TLDR
- New Fortress Energy stock surged 23% in pre-market trading after announcing a seven-year LNG supply deal with Puerto Rico
- The agreement covers up to 75 TBtu of natural gas annually with minimum volumes of 40 TBtu
- Gas will be supplied through NFE’s Fast LNG facility in Mexico, which is currently operating above capacity
- Most volumes will be priced at 115% of Henry Hub plus $7.95/MMBtu
- The deal awaits approval from Puerto Rico’s Financial Oversight and Management Board
New Fortress Energy shares rocketed higher Wednesday morning following news of a major gas supply agreement with Puerto Rico. The stock climbed 23% in pre-market trading as investors digested the seven-year contract details.

The company struck a deal with Puerto Rico’s Third-Party Procurement Office and Public-Private Partnerships Authority for liquefied natural gas supply. The agreement now sits under review by the Financial Oversight and Management Board of Puerto Rico.
Under the contract terms, NFE will deliver up to 75 TBtu of natural gas per year. Minimum annual volumes start at 40 TBtu but could rise to 50 TBtu if certain conditions are met.
The pricing structure varies by destination within Puerto Rico’s grid. Most gas volumes carry a price of 115% of Henry Hub plus $7.95 per MMBtu.m
However, supplies destined for San Juan units 5 and 6 get preferential pricing. These units historically consume around 20 TBtu annually and will pay 115% of Henry Hub plus $6.50 per MMBtu.

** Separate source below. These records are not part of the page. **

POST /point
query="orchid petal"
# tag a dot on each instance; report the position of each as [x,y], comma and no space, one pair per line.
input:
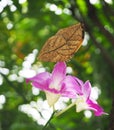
[40,81]
[86,89]
[58,74]
[70,88]
[51,98]
[98,110]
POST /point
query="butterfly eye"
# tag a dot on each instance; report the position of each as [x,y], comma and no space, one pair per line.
[63,45]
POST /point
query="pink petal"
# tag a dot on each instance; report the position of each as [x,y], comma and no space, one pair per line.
[98,110]
[69,87]
[86,89]
[40,81]
[59,73]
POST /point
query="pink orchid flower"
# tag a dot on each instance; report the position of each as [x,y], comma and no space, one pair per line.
[56,84]
[84,101]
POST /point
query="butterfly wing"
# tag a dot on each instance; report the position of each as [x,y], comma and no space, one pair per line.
[63,45]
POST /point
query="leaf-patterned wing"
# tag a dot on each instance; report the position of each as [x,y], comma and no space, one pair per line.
[63,45]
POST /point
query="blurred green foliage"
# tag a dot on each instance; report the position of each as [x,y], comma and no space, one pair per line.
[27,28]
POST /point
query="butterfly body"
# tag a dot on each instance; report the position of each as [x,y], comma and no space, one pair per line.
[63,45]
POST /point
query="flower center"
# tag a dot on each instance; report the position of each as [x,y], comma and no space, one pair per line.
[81,104]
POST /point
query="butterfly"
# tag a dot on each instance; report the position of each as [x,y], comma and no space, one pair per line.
[63,45]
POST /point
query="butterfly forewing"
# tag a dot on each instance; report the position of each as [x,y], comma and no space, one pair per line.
[63,45]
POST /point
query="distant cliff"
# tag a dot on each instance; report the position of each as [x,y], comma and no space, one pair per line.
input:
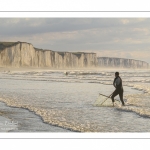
[21,54]
[121,62]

The deal aims to replace expensive liquid fuels with cleaner natural gas. Puerto Rico has long struggled with high energy costs due to its reliance on imported petroleum products.
NFE plans to fulfill the contract through its Fast LNG facility located off Altamira, Mexico. The 1.4 MTPA facility began operations in late 2023 and currently runs above its nameplate capacity.
Financial Stability Takes Center Stage
CFO Chris Guinta highlighted the strategic value of locking in long-term offtake agreements. “Matching our LNG production with long term offtake has always been our goal,” he said.
The executive emphasized how the deal creates sustainable margins for the company. “This locks in sustainable long-term margins for NFE and provides a foundation of financial stability for our company,” Guinta added.
The Puerto Rico agreement builds on NFE’s existing presence in the territory. The company already holds a 25-year supply contract with Energiza for a new 550 MW power plant under development.
Market Response and Production Capacity
Investors clearly viewed the announcement favorably given the strong pre-market reaction. The 23% jump reflects confidence in NFE’s ability to secure long-term revenue streams.
The Fast LNG facility’s above-capacity performance demonstrates NFE’s operational execution. Running beyond nameplate capacity provides additional confidence in meeting contractual obligations.
The seven-year term provides revenue visibility that public companies often struggle to achieve in commodity markets. This predictability likely contributed to the positive market response.
Puerto Rico’s energy infrastructure has faced numerous challenges over the years. The island’s electrical grid requires substantial investment and fuel supply agreements like this one.
The Financial Oversight and Management Board of Puerto Rico currently reviews the agreement for final approval.